Deze groei van de busvloot is bedoeld om de versterking van het busnet mogelijk te maken, waarvan de eerste maatregelen werden ingevoerd op 1 juni 2018 met de ingebruikname van lijn 33, en die wordt voortgezet met de aanleg van nieuwe lijnen en de versterking van bestaande lijnen voor een totale groei van ongeveer 30% aan het einde van dit grote richtplan Bus.

Wat de tramvloot betreft, is het juist dat de huidige vloot heel druk wordt gebruikt, en nog meer sinds de indienststelling van lijn 9 en de verlengde lijn 8, die een groot succes zijn.

In 2018 en 2019 zijn bestelling geplaatst voor nieuw rollend materieel tram. Ze zijn vooral bedoeld ter vervanging van een deel van de vloot (de oudste generaties, met hoge vloer en beperkte transportcapaciteit (aantal plaatsen/tram)). Het gaat om een bestelling voor 60 trams. De eerste tram van deze bestelling wordt eind van de zomer 2020 in Brussel geleverd. Een tweede bestelling, die momenteel ook in uitvoering is, zal dan de huidige vloot met 30 eenheden vergroten. Ze is bedoeld voor de uitbating van twee nieuwe tramlijnen waartoe de Brusselse regering heeft besloten en die momenteel in ontwikkeling zijn. Aan het einde van de levering van deze orders zal de tramvloot bestaan uit 81 trams die even lang zijn als de trams van de 4000-serie, waaronder 11 nieuwe en 70 bestaande trams van de bestaande 4000-serie.

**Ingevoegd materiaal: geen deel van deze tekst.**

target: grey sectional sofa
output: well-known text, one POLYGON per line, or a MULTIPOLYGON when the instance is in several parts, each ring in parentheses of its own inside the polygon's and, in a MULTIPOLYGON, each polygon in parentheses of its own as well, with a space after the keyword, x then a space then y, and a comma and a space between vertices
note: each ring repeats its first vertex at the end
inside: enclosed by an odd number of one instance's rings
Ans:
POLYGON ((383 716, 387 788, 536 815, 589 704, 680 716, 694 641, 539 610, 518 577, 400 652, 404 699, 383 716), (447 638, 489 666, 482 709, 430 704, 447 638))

Sinds het begin van de legislatuur zijn er al twee fasen van herstructurering van het net ingevoerd, in het kader van het richtplan Bus, die dankzij de nieuwe voertuigen hebben geleid tot de groei van het aanbod. Als we bijvoorbeeld kijken naar het maximum aantal bussen dat tijdens de avondspits op het MIVB-net rijdt (over het algemeen van 15.30 tot 18.30 uur), zien we dat er in april 2019 548 bussen op het net reden, en dat dit aantal steeg tot 570 in september 2019 en 583 in januari 2020.